Entre as petições, está a abertura de uma delegacia da mulher, na Vila de Jericoacoara. De acordo com Cauane Polo, uma das articuladoras do abaixo assinado e integrante do Grito de Paz Jeri, o equipamento facilitaria o atendimento especializado e evitaria a locomoção difícil para delegacias dos municípios de Cruz ou de Acaraú. Quem não tem carro próprio sofre com o preço alto de lotações precárias.

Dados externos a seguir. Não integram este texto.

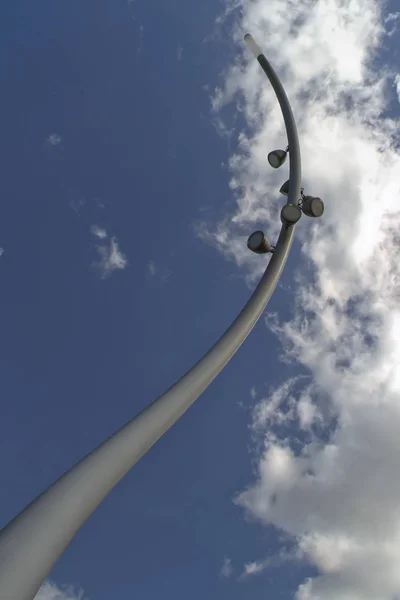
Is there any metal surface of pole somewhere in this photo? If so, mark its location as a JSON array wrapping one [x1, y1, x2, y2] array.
[[0, 36, 301, 600]]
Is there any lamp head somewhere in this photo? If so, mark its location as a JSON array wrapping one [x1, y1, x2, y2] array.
[[301, 196, 325, 217], [247, 231, 271, 254], [279, 179, 290, 196], [268, 150, 287, 169]]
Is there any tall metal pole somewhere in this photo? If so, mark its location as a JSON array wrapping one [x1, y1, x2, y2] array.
[[0, 35, 301, 600]]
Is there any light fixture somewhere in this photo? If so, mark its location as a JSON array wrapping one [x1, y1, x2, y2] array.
[[281, 204, 301, 225], [300, 196, 324, 217], [279, 179, 290, 196], [268, 148, 288, 169], [247, 231, 273, 254]]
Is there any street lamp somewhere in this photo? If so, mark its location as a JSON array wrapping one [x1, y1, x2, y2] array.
[[0, 35, 315, 600], [268, 146, 289, 169]]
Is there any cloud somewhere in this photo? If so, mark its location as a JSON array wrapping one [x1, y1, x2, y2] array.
[[94, 237, 128, 279], [209, 0, 400, 600], [90, 225, 128, 279], [46, 133, 62, 146], [220, 556, 233, 579], [34, 581, 85, 600], [90, 225, 108, 240]]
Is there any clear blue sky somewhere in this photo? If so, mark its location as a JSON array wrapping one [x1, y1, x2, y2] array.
[[4, 0, 398, 600]]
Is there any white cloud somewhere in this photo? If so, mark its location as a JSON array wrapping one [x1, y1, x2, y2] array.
[[220, 556, 233, 579], [46, 133, 62, 146], [94, 237, 128, 279], [211, 0, 400, 600], [34, 581, 85, 600], [90, 225, 107, 240]]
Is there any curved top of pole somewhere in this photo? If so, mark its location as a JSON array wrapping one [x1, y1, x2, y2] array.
[[0, 35, 301, 600]]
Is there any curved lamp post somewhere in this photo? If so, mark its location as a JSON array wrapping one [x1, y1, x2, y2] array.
[[0, 35, 315, 600]]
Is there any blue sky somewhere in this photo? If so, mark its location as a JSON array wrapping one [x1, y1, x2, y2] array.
[[0, 0, 398, 600]]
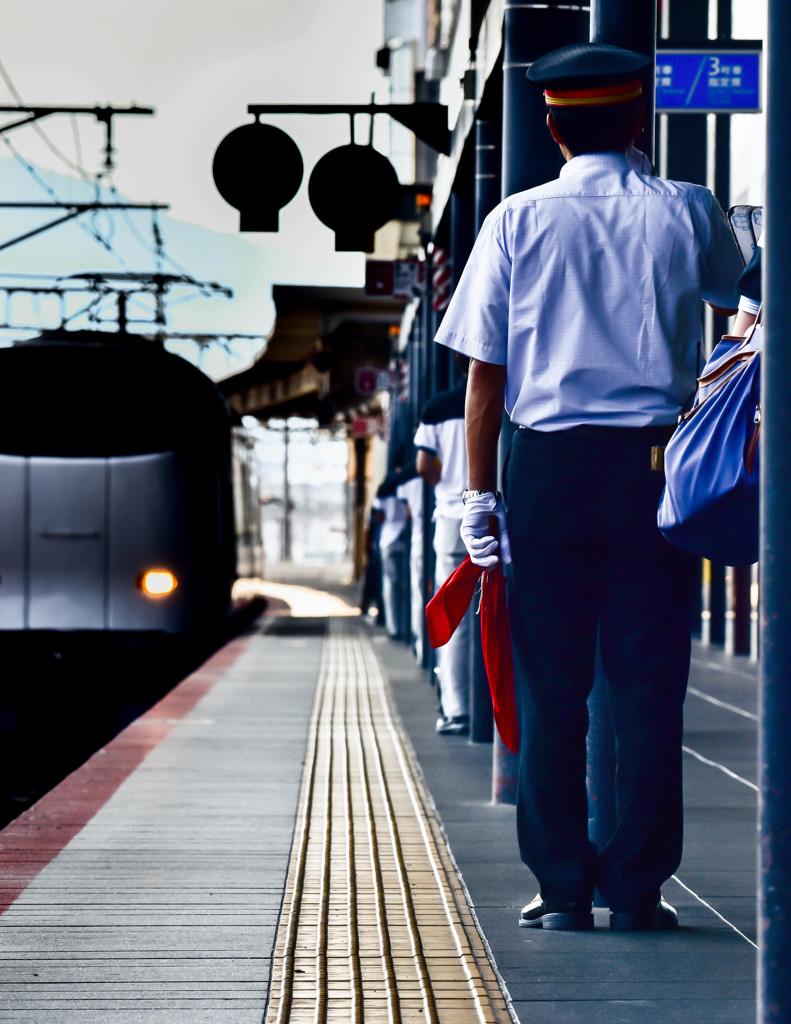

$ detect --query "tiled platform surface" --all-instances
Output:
[375,637,757,1024]
[0,565,756,1024]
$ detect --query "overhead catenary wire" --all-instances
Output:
[0,59,212,298]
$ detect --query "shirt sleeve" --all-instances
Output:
[434,207,511,366]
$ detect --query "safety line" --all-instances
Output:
[347,634,401,1024]
[681,746,758,793]
[267,630,327,1024]
[265,621,514,1024]
[341,647,363,1024]
[367,634,486,1024]
[356,630,440,1024]
[316,675,337,1024]
[686,686,758,722]
[671,874,758,949]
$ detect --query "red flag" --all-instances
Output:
[425,556,519,754]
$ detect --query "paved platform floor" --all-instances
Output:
[375,632,757,1024]
[0,565,757,1024]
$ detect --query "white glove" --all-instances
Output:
[461,492,511,569]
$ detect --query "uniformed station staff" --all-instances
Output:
[436,44,741,930]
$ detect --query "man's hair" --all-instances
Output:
[550,101,641,157]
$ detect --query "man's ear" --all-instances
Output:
[632,106,646,142]
[546,111,565,145]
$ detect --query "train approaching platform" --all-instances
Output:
[0,573,756,1024]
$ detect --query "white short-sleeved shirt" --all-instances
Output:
[415,378,467,519]
[436,153,742,431]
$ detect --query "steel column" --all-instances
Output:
[469,120,501,743]
[758,0,791,1024]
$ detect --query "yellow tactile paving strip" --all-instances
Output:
[265,620,514,1024]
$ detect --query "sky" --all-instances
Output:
[0,0,386,375]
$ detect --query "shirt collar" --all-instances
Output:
[560,153,629,177]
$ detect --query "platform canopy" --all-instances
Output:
[219,285,404,424]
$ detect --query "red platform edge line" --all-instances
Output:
[0,636,253,914]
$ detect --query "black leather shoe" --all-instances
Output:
[610,896,678,932]
[519,895,593,932]
[435,715,469,736]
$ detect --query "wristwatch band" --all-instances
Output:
[461,489,495,505]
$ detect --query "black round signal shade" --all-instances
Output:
[212,122,303,231]
[307,142,401,253]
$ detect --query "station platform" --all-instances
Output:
[0,571,757,1024]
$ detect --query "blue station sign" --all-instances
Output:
[656,49,761,114]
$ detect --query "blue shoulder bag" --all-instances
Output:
[657,313,763,565]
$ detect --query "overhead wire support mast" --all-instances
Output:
[0,103,156,171]
[0,202,170,252]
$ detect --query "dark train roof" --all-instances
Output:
[0,331,231,457]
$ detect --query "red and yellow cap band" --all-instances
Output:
[544,79,642,106]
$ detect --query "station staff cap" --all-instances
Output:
[528,43,652,106]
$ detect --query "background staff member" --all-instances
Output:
[415,356,473,736]
[436,44,741,930]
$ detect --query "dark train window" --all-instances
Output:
[0,334,228,458]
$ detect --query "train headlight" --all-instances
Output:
[139,569,178,597]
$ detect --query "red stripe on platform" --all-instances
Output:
[0,637,253,914]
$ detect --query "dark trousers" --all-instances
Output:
[504,427,695,910]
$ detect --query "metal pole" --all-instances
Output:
[492,0,589,804]
[757,0,791,1024]
[281,421,291,562]
[469,120,501,743]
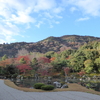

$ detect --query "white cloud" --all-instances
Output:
[34,0,56,12]
[35,21,43,28]
[53,7,64,14]
[44,12,53,19]
[70,7,77,12]
[63,0,100,16]
[0,22,19,43]
[77,17,90,21]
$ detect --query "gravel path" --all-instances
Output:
[0,80,100,100]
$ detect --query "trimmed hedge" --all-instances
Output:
[41,85,54,90]
[34,83,45,89]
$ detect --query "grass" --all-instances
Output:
[4,80,100,95]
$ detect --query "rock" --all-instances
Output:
[53,81,61,88]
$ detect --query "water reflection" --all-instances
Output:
[13,77,100,91]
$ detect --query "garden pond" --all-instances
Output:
[12,77,100,92]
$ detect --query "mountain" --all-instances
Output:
[0,35,100,57]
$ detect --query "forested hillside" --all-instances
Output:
[0,35,100,57]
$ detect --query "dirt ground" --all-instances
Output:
[4,80,100,95]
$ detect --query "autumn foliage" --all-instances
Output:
[78,71,86,76]
[17,64,32,73]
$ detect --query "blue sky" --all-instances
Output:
[0,0,100,43]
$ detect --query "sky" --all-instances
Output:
[0,0,100,44]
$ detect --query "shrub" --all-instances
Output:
[41,85,54,90]
[34,83,45,89]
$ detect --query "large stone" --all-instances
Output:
[61,84,68,88]
[53,81,61,88]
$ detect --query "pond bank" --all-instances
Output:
[4,80,100,95]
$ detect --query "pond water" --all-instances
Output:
[13,78,100,92]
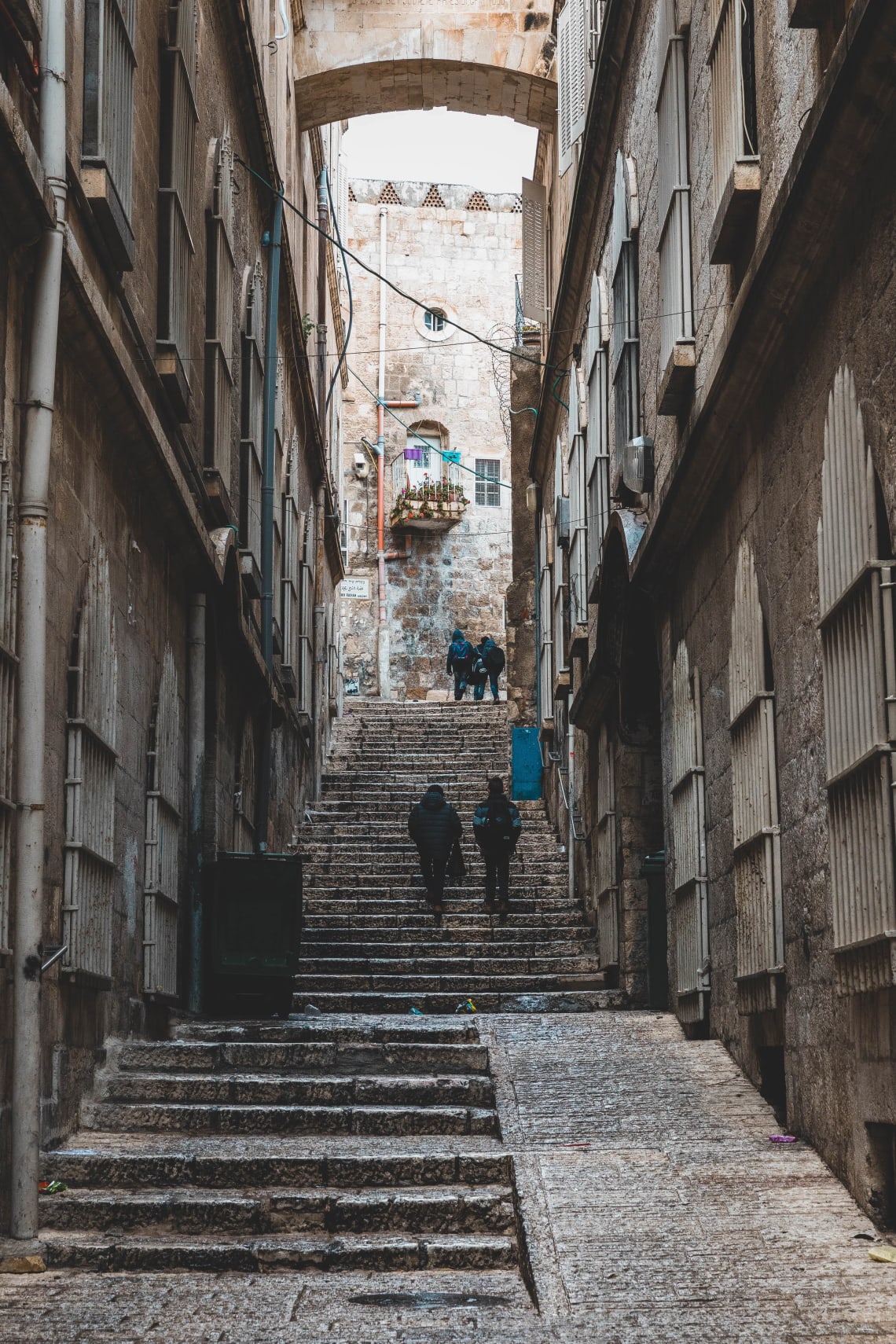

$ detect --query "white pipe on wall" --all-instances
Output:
[11,0,66,1239]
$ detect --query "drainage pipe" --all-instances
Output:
[187,593,205,1013]
[11,0,67,1240]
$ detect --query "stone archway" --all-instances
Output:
[294,0,557,130]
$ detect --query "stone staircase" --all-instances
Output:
[40,1016,519,1274]
[294,702,622,1013]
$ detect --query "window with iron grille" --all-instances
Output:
[476,457,501,508]
[597,723,619,966]
[538,512,553,721]
[612,151,641,462]
[233,714,256,854]
[157,0,199,383]
[709,0,759,210]
[0,458,19,952]
[728,540,784,1012]
[818,369,896,994]
[281,430,303,689]
[567,373,589,628]
[81,0,137,270]
[670,640,709,1022]
[657,0,693,371]
[586,271,610,600]
[205,127,233,489]
[62,542,118,981]
[296,504,314,714]
[144,645,180,994]
[239,261,265,563]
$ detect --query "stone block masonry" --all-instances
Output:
[341,182,521,699]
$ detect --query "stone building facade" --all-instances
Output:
[515,0,896,1227]
[0,0,343,1223]
[341,182,521,699]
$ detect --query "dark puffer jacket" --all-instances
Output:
[407,786,464,857]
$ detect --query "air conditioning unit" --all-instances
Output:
[553,494,570,549]
[622,435,653,494]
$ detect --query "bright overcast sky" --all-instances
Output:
[344,108,538,191]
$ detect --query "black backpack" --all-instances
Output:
[483,644,506,676]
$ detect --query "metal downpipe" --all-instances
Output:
[11,0,67,1240]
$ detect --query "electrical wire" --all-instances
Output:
[347,364,512,490]
[233,155,566,373]
[324,174,354,414]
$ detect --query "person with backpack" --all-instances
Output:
[473,776,523,920]
[445,630,476,700]
[472,634,505,703]
[407,784,464,924]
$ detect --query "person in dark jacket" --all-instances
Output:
[473,777,523,920]
[407,784,464,920]
[472,634,504,703]
[445,630,476,700]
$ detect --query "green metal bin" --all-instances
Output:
[203,852,303,1016]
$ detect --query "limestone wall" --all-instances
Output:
[341,183,521,699]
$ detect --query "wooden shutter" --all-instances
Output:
[523,178,548,322]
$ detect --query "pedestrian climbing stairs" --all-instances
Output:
[294,702,622,1013]
[40,1016,519,1272]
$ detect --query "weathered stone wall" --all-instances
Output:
[341,182,521,699]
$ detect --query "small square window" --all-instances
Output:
[476,457,501,508]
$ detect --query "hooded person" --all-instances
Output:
[407,784,464,920]
[445,630,476,700]
[472,634,504,703]
[473,776,523,920]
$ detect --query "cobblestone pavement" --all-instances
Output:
[0,1012,896,1344]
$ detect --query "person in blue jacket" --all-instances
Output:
[445,630,476,700]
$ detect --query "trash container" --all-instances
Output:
[203,854,303,1016]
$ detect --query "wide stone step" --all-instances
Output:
[172,1012,479,1045]
[303,948,598,975]
[82,1100,497,1136]
[42,1230,517,1274]
[113,1041,489,1077]
[40,1136,513,1189]
[40,1185,516,1236]
[294,990,626,1016]
[294,969,606,1007]
[102,1073,494,1107]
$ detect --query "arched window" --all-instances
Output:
[62,540,118,980]
[233,714,255,854]
[157,0,199,408]
[818,369,896,993]
[584,271,610,600]
[610,151,641,462]
[672,640,709,1022]
[205,125,233,490]
[144,644,180,994]
[0,458,19,952]
[595,723,619,968]
[728,540,784,1012]
[239,261,265,586]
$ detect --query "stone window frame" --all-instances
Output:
[81,0,137,270]
[473,457,501,508]
[818,365,896,994]
[62,538,118,988]
[669,640,709,1023]
[728,538,784,1012]
[144,644,182,997]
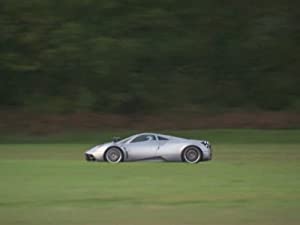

Além de pedirem a implantação de transporte coletivo de qualidade na rota Jericoacoara-Preá, Preá-Jericoacoara e Jericoacoara-Chapadinha-Jijoca, os habitantes pedem câmeras na Vila e ampliação da área de circulação da Polícia Militar (PM) nos três trechos. Principalmente no horário noturno e nas praias da Malhada, Serrote e Dunas. Lugares que passaram a ser considerados de risco com os estupros.
Duas viaturas para policiar a Vila de Jeri
O POVO enviou uma série de questionamentos para o secretário André Costa, da Segurança Pública e Defesa Social do Ceará. Por nota, a SSPDS informou que PM “a Vila de Jericoacoara (Jijoca) e Preá (Cruz) são cobertas pela 2ª Companhia do Batalhão de Policiamento Turístico (2ª Cia/BPTur)”. Cruz, Jericoacoara e mais 17 municípios fazem parte da Áreas Integrada de Segurança 17 (AIS-17).
Na Vila, diz a nota, a PM realiza o patrulhamento por meio de apenas “duas viaturas que circulam diuturnamente”. No período de alta estação, há ainda uma “trinca de policiais militares reforçando a segurança no período noturno, na praça principal de Jericoacoara”.
No Preá, continua a nota da SSPDS, “duas viaturas da PM são empregadas no patrulhamento que incluem as imediações do Aeroporto Regional de Jericoacoara, localizado em Cruz”.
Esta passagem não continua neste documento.